Alamogordo Police Department Detective Sgt. David McColley said a family friend discovered the marijuana Friday afternoon when he took a panel off the side door to repair a broken handle. The metal door had been cut to make a hole in which detectives found 13.5 pounds of marijuana packaged into five bricks.
“He took the door panel off and was like ‘Holy smokes. That’s not right,'” said McColley.
He said the packaged bricks had likely been in the vehicle for over 15 years, since before Peil purchased the vehicle, long enough that the marijuana barely smelled like marijuana after it was removed from the vehicle.
The five bricks recovered from the van had a street value of about $3,375 at current prices, McColley said, though the marijuana’s age has made it worthless.
“The street value of it now would be nothing,” he said.
Peil said she purchased the van for about $3,500 in 2001, around 9/11. She said she needed a large van that could fit her four kids and her daughter’s two kids since her daughter had been stationed overseas with the military.
The van, she said, was the largest vehicle on the lot that day.
Since then, she said she’s driven the van around town and used it several times when moving as “her U-Haul” for transporting her possessions.
Peil said she had even driven the van through U.S. Border Patrol checkpoints without difficulty, including a trip to visit Caballo Lake north of Las Cruces just after she bought the van.
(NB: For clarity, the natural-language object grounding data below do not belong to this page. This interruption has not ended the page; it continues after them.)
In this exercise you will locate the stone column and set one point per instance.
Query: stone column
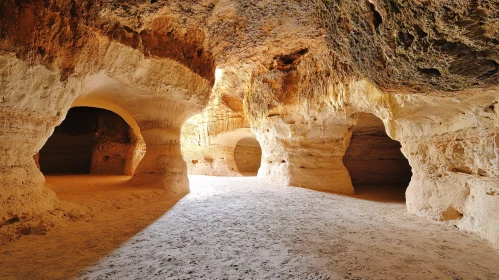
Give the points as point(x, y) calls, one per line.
point(22, 190)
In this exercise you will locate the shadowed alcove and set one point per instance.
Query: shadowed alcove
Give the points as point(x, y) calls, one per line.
point(248, 156)
point(374, 161)
point(91, 141)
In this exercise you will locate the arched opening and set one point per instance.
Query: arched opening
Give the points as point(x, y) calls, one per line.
point(376, 165)
point(248, 156)
point(91, 141)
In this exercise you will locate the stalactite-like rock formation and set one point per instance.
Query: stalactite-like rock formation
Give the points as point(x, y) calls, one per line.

She said the vehicle hasn’t stayed around the Alamogordo area in recent years.
“I was just glad we found it and not Border Patrol,” she said about discovering the marijuana.
Peil expressed her astonishment when detectives set the marijuana bricks, which appeared to be covered in plastic wrap and foil, on one of the van’s passenger seats.
“That’s all in that one door? Man!” she said. “Can you imagine if I got busted for that? My poor kids.”
McColley said two other holes in the back door made it appear as though law enforcement had previously recovered drugs from the van but they had missed the marijuana in the side door.
He said law enforcement may have seized the van and later sold it at an auction. McColley said it may not be possible to locate information on the van because of changes in how law enforcement keep records on vehicle seizures.
APD Detective J.E. Paradis assisted with the investigation of the van Friday afternoon and said he once unknowingly bought a car that had been sold at auction with marijuana hidden inside.
Pardis said he had trouble with the gas tank and had the vehicle checked out. He said Otero County Narcotics Enforcement Unit knew the vehicle had been previously used for drug smuggling and found a 4-inch PVC pipe filled with marijuana in the gas tank.
“They said, ‘Is that yours?’ and I said, ‘Nope.'” Pardis said.
He said law enforcement had previously found several other marijuana-filled PVC pipes in the car’s gas tank but had failed to remove one of the pipes before selling the vehicle at auction.
McColley said it’s common practice among drug traffickers to hide contraband inside vehicle doors and other concealed spaces.
“Any open area in the vehicle, they hide it in there,” he said.
After detectives removed the marijuana from Peil’s van, a Border Patrol K-9 unit arrived to sniff the vehicle in case more drugs remained hidden inside.
The Border Patrol agent recommended that Peil take the van to be X-rayed, and Peil and detectives plan to take the vehicle to the Border Patrol checkpoint on U.S. Highway 70 next week.
“If there’s more in there, I want it out,” Peil said.